Quando fui convidado para ser articulista do Jundiaí Agora, fiquei muito emocionado e feliz, porque seria o momento de falar da Psicologia do Esporte e de minhas atividades como pesquisador e docente da UNESP, mas aos poucos fui me dando conta de que seria possível escrever sobre mais coisas. Que o desafio se estabelecia na medida em que eu me deparava com questões do cotidiano que me tocavam. Que a empreitada estava em ser astuto e atento ao meu contexto social e tirar dali as questões de fundo, que norteavam a semana ou que foram notícias e que mereciam novos olhares. Dilemas de uma mente impertinente.
Pior (ou melhor), amigos passaram a me incentivar e a me cobrar posição diante de alguns fatos; comecei a ser o “cara que escreve naquele jornal”, em minhas idas ao Russi, ao centro da cidade, ao comércio e, hoje, até na feira publica.
Por quê pior (ou melhor)? Porque a responsabilidade fica maior e os zelos ficam mais acirrados. Morro de medo de escrever errado ou confuso: não poderia de forma alguma denegrir a memória de meus grandes mestres. Imaginem se professora Jezabel ou Beni ou Paulo Vieira se deparassem com um erro, leve que fosse, em um texto meu? Eu morreria de vergonha e seria motivo de muita explanação por parte de cada um deles.
Além deste aspecto, a coerência da escrita. A articulação da mensagem com o foco principal e os intermediários. O novo e o rotineiro, mas profundo. Isto tudo me passou pela cabeça e me vi numa emboscada que eu próprio preparei: sei que não sou fácil, que minha acidez às vezes vai além do palatável. Mas sei que sou coerente e justo. Preciso mediar estas partes.

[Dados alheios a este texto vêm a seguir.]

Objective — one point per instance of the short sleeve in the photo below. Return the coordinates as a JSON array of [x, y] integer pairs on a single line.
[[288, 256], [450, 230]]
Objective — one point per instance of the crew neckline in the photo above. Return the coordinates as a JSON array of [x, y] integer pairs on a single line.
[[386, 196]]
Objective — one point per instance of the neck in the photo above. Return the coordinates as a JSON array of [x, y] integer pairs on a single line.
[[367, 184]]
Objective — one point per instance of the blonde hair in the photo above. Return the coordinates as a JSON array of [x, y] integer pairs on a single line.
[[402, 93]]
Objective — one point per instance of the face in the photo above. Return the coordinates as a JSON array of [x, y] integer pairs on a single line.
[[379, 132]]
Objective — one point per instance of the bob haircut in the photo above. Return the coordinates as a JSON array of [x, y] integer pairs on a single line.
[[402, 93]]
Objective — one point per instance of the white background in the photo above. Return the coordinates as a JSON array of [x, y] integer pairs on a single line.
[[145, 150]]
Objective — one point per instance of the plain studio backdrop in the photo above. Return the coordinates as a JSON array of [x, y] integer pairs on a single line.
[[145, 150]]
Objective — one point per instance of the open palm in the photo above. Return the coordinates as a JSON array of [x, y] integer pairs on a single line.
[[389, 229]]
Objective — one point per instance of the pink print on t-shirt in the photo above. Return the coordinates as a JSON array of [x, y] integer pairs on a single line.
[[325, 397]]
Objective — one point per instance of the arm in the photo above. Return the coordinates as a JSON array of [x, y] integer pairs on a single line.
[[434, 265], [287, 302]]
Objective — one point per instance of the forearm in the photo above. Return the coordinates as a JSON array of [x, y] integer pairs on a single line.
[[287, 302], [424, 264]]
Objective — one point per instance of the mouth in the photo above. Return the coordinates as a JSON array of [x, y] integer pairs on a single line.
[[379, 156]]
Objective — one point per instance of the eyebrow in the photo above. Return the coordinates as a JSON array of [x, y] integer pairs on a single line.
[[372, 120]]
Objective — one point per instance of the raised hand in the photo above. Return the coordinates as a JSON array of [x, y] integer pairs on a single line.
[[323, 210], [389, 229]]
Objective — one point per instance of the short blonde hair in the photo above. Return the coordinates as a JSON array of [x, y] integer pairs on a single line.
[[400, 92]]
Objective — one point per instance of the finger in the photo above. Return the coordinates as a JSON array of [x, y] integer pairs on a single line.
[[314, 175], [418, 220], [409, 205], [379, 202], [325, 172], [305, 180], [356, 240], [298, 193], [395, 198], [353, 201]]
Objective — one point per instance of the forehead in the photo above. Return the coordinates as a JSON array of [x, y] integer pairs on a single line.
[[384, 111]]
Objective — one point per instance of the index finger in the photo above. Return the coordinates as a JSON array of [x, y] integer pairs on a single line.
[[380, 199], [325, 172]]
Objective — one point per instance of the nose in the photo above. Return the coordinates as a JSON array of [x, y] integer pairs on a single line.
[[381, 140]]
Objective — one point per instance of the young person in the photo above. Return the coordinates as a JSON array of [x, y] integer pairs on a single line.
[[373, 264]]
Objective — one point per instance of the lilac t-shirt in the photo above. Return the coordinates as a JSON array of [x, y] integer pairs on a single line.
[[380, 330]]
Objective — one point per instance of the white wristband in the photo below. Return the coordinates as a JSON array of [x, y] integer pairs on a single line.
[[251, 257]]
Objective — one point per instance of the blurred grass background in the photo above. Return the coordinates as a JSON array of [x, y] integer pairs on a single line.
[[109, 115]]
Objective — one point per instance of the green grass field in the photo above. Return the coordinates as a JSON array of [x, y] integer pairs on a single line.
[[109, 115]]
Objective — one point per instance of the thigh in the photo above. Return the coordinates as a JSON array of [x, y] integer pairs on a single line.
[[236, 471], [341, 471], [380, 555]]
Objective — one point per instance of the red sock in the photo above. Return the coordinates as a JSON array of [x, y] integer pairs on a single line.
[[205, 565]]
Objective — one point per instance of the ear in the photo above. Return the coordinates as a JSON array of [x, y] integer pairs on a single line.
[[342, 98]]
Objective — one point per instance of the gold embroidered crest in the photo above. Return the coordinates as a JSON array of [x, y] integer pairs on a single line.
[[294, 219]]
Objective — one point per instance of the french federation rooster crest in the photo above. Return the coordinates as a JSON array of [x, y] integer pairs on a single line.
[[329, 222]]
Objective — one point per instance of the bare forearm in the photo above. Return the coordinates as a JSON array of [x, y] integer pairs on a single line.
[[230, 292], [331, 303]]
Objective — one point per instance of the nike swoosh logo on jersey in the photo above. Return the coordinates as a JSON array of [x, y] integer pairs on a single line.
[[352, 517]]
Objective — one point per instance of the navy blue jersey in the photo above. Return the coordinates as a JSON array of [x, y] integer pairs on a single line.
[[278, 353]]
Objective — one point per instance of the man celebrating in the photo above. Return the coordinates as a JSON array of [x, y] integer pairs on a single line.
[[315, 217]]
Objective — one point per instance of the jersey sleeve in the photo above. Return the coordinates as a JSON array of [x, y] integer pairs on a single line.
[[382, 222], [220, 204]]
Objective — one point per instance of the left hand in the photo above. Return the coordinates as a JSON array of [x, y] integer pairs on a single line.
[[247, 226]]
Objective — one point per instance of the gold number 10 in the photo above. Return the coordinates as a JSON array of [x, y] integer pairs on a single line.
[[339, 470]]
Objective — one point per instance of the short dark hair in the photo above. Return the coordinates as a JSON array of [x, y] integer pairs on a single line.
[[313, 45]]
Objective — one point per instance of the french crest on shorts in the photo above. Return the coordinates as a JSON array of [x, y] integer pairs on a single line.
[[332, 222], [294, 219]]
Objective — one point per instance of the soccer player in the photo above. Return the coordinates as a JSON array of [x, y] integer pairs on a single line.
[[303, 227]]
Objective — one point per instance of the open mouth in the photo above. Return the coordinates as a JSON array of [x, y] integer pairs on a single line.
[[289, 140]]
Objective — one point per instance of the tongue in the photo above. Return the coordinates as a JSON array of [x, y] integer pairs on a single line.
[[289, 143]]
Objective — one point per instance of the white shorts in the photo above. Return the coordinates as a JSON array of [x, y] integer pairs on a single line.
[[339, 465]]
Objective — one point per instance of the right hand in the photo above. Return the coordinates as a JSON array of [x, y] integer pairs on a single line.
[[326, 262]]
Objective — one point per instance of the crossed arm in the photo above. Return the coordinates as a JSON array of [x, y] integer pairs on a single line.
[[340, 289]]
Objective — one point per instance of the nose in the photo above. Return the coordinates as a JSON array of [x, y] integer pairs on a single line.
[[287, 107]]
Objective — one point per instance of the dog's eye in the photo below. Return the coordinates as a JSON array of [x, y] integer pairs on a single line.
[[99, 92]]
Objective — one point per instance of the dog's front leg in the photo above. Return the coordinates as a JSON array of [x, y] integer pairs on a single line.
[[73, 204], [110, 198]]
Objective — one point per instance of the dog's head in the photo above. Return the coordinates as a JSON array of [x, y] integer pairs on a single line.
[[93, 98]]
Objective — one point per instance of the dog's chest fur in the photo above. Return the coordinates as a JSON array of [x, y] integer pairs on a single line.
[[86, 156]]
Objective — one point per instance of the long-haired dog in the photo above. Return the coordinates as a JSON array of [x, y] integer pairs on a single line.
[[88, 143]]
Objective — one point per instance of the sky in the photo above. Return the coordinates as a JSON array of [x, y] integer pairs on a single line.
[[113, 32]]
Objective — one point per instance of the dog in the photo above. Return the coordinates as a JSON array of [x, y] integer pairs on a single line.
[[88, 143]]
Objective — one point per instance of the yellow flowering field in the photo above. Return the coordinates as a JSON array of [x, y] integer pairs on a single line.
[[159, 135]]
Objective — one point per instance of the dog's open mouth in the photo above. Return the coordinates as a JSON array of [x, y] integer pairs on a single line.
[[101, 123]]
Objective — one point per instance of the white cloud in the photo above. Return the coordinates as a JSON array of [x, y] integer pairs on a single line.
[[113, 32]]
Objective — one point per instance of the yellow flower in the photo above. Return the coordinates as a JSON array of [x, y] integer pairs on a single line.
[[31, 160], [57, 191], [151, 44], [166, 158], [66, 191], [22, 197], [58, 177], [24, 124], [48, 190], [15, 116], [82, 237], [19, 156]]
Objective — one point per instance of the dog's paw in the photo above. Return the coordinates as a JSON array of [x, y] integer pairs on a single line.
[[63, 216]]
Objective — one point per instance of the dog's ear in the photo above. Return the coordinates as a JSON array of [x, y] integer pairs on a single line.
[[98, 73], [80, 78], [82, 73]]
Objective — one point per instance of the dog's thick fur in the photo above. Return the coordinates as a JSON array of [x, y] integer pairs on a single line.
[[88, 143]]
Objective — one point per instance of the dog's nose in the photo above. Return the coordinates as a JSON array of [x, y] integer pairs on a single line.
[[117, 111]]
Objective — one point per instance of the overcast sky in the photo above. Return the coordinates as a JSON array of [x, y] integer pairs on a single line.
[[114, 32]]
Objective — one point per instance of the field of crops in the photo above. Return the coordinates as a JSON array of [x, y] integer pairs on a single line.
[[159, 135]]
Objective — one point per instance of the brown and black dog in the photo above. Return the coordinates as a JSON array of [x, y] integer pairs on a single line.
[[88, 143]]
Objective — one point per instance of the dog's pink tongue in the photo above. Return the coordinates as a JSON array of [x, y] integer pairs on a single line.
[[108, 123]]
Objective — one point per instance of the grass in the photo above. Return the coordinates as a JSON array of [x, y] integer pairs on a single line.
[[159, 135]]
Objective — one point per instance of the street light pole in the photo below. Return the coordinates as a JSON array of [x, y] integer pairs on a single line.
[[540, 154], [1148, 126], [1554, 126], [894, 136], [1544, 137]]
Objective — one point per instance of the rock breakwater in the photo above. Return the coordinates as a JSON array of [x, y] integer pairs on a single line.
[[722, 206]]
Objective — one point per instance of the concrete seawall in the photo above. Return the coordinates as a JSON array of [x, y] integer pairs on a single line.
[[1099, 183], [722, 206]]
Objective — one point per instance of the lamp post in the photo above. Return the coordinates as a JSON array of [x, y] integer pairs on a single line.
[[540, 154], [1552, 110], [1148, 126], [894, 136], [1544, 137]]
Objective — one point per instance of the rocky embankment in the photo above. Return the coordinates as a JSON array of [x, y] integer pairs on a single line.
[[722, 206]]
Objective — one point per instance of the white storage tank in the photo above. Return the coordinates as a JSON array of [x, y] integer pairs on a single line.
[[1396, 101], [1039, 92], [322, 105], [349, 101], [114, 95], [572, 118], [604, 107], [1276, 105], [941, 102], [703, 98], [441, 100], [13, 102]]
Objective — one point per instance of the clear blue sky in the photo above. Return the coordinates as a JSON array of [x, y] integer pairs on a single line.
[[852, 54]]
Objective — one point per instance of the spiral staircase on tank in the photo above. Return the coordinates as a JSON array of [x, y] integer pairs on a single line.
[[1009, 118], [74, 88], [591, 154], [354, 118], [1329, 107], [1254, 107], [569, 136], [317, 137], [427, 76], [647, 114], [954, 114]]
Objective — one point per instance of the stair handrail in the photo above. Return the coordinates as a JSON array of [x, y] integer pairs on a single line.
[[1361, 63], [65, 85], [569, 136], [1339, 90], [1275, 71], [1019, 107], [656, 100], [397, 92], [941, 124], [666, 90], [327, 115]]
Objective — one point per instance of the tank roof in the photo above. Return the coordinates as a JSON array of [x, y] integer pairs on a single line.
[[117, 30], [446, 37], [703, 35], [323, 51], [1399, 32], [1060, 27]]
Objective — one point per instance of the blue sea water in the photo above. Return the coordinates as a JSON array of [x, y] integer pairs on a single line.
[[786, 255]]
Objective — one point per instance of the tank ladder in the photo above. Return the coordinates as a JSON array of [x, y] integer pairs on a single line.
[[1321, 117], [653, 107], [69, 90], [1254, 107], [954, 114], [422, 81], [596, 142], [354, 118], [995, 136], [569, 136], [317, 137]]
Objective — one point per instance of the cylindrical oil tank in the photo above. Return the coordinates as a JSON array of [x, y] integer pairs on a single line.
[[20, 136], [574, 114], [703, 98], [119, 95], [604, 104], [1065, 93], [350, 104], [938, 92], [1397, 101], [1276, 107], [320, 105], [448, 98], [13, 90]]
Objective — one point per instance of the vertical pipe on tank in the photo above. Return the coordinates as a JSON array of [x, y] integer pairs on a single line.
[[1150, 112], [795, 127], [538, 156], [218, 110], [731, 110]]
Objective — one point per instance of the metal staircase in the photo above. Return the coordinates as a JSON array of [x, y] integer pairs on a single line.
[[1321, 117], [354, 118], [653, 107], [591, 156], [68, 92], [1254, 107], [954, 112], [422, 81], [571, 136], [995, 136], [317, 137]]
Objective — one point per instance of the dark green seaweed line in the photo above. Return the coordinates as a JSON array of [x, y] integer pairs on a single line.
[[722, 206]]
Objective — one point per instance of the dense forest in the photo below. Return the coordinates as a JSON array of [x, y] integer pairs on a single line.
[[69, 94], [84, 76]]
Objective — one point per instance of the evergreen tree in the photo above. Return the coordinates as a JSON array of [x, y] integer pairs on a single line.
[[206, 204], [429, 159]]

Também sei que sou um contumaz leitor e que passo bem por três bons jornais diários e mais as revistas semanais (desde as mais comprometidas até as mais descoladas) e que vasculho notícias internacionais nos vários jornais estrangeiros pela internet, o que não me dificultaria escrever sobre isto ou aquilo. No entanto a questão de fundo é: o que me interessa vai interessar a mais alguém?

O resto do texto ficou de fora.